A new experimental drug has confounded scientists after it appeared to reverse age-related cognitive decline in mice seemingly overnight. The research has far-reaching implications for a number of degenerative disease treatments.
A new study tested how effective a drug called ISRIB was in reversing age-related declines in memory and mental flexibility in mice. The team of scientists from the University of California, San Francisco (UCSF) found startling results.
The research suggests age-related cognitive losses may be caused by a kind of reversible physiological “blockage” rather than more “permanent degradation,” according to researcher Susanna Rosi.
Instead, it appears that cognitive capacities are not irrevocably lost but have been blocked and lay dormant as a result of a mechanism known as the integrated stress response (ISR). This blockage is triggered by a “vicious cycle of cellular stress,” according to Peter Walter, a professor in the UCSF Department of Biochemistry and Biophysics.
Previous studies on mice involving ISRIB found that even brief treatment with the drug can restore normal brain function after a traumatic brain injury almost overnight.
Scientists view traumatic brain injuries as analogous to accelerated, age-related cognitive decline, so they wanted to test the drug in that arena by rebooting cells’ protein production machinery after they become throttled by the mechanism.

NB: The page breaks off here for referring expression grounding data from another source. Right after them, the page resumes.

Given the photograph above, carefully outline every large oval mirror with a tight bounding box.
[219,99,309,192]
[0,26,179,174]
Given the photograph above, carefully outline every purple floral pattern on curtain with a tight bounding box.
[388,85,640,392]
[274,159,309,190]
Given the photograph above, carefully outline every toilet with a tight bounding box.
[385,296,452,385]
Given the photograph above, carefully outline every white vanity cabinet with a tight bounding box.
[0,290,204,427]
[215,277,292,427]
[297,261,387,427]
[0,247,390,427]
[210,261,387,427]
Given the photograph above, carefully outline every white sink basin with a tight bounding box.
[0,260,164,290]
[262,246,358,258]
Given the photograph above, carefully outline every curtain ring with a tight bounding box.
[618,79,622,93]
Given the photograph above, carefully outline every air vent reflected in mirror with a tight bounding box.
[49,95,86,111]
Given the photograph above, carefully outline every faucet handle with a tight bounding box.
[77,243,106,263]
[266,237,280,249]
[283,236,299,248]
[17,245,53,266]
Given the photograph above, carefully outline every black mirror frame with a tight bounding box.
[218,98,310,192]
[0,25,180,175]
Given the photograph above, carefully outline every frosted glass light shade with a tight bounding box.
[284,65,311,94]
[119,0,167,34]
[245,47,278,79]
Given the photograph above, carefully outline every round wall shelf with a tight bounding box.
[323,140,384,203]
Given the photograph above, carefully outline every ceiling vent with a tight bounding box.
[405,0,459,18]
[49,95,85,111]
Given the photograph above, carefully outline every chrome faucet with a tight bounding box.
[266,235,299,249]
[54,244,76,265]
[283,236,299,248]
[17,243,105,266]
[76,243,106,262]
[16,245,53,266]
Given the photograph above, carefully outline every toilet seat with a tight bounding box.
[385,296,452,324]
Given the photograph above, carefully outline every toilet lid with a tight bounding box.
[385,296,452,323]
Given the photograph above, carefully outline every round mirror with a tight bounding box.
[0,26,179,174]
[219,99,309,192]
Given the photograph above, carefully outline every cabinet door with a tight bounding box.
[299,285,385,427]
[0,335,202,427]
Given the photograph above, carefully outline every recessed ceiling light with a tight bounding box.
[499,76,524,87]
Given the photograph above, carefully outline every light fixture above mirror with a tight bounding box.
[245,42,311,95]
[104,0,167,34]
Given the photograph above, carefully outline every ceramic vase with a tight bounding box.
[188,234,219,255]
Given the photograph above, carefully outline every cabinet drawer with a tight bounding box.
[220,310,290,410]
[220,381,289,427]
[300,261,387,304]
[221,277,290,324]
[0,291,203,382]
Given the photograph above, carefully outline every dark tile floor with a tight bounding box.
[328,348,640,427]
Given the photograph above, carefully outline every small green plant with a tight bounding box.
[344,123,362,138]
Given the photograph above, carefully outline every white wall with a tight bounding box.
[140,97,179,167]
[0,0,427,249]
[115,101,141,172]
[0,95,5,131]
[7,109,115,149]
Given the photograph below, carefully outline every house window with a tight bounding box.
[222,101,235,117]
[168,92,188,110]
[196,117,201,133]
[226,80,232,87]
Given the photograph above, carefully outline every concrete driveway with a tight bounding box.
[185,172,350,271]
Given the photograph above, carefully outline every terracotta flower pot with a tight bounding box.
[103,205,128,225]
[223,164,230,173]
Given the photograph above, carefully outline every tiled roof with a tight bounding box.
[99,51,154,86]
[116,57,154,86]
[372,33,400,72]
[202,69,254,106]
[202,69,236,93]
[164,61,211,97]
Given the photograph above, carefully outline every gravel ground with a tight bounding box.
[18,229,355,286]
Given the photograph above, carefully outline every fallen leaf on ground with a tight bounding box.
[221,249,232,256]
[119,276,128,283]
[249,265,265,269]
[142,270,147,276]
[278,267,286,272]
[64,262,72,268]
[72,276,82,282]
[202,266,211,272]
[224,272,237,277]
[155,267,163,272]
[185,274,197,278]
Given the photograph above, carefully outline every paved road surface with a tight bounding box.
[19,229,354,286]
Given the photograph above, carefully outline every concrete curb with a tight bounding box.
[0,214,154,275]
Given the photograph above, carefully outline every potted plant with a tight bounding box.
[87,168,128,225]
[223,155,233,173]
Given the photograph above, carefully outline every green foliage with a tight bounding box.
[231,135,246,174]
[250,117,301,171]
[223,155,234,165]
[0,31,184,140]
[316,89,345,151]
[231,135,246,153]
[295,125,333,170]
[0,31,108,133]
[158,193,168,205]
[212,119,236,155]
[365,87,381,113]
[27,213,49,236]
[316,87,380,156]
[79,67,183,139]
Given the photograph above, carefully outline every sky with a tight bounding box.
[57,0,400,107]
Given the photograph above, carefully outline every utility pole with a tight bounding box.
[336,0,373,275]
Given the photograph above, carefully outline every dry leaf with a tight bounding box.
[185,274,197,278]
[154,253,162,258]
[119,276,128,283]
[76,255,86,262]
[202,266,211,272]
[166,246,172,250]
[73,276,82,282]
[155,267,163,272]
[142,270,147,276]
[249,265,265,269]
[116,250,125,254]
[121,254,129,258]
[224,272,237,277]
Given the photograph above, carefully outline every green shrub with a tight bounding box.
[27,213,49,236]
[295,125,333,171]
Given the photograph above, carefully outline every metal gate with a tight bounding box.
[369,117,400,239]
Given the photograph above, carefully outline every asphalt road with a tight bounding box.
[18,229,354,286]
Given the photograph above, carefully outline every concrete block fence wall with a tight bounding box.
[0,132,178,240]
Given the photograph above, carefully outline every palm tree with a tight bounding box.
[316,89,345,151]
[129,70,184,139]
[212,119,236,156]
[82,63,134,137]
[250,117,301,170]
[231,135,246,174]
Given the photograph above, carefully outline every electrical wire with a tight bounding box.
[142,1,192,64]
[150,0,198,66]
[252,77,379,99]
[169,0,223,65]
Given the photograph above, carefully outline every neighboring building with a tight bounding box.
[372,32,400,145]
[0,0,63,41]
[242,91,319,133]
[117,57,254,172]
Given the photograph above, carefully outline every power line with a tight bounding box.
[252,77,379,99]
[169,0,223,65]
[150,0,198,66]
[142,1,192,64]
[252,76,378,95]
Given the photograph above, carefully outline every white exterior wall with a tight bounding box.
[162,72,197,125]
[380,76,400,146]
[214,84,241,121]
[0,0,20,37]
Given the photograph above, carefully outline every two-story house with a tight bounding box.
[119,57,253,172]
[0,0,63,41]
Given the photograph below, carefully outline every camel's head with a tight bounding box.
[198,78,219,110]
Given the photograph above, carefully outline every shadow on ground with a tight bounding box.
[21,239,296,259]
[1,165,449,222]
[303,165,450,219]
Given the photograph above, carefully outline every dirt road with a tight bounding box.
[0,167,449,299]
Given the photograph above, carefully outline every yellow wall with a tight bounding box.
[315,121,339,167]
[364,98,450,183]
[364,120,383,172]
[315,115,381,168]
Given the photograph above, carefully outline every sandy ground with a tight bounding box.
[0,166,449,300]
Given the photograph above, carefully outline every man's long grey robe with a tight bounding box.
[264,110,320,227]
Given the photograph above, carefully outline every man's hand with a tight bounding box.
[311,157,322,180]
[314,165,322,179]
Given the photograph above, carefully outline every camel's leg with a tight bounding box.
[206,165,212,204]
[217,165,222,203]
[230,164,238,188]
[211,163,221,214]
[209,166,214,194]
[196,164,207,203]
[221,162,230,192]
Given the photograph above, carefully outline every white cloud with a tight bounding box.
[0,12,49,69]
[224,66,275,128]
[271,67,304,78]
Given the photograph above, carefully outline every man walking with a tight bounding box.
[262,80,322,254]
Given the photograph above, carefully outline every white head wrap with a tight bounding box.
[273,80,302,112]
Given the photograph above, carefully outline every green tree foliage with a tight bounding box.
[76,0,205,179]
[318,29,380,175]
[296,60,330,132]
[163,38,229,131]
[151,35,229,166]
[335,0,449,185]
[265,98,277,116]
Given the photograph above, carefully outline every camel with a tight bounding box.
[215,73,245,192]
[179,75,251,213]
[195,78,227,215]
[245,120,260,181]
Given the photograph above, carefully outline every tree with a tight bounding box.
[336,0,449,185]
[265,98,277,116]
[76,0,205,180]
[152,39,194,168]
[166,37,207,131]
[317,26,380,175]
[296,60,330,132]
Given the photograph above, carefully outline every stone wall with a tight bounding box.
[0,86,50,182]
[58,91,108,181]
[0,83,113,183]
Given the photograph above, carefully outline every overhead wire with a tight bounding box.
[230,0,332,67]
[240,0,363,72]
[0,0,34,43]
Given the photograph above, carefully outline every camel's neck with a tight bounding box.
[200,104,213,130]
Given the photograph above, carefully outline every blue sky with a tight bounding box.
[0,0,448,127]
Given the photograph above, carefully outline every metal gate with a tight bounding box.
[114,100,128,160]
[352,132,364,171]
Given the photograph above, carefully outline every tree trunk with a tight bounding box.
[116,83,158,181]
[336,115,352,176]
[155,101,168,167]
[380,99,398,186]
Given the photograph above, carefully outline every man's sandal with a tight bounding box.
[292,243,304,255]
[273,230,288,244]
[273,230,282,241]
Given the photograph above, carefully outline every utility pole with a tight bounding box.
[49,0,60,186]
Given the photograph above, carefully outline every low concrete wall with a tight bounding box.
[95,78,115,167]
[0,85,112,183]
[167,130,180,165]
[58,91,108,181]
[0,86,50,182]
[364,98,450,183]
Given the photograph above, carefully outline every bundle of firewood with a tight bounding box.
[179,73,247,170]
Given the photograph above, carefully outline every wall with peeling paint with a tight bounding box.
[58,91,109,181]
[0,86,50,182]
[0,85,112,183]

The unwanted stress response can typically be triggered in response to irregularities in protein production in a cell, which may indicate viral infection or the presence of cancer. It slows down the cell’s protein synthesis machinery as a precaution, but if it stays switched on for too long it can seriously impair cell function with drastic consequences for cognitive function.
“We’ve seen how ISRIB restores cognition in animals with traumatic brain injury, which in many ways is like a sped-up version of age-related cognitive decline,” said Rosi. “It may seem like a crazy idea, but asking whether the drug could reverse symptoms of aging itself was just a logical next step.”
In the new study, researchers trained mice to escape from a maze by finding a hidden platform, a difficult task involving lots of recall which is typically challenging for older mice.
Older animals who received small daily doses of ISRIB during their three-day training performed as well as their younger counterparts and far better than their contemporaries who didn’t receive the treatment.
Weeks later, they trained the same mice to escape a maze whose exit changed on a daily basis, requiring more ongoing and adaptive mental flexibility than a mere recall task. The results mirrored the previous experiment, with treated elderly mice matching their younger counterparts and outperforming untreated older mice.
Researchers also conducted brain analyses the day after ISRIB treatment had been administered. To their astonishment, they found that the telltale signatures of neuronal ageing disappeared overnight: Electrical activity sparked more vibrantly in response to stimulation, much like a more youthful brain, while cells also appeared vastly more interconnected with each other.
The research may have far-reaching applications including treatments for degenerative neurological disorders such as Alzheimer’s, dementia, multiple sclerosis and Parkinson’s among others.
To sweeten the deal even further, researchers have observed no serious side effects, itself rather puzzling for such a critical mechanism. They suspect the dearth of side effects is due to the relatively low dose, in combination with quick effect.
“It almost seems too good to be true, but with ISRIB we seem to have hit a sweet spot for manipulating the ISR with an ideal therapeutic window,” Walter says.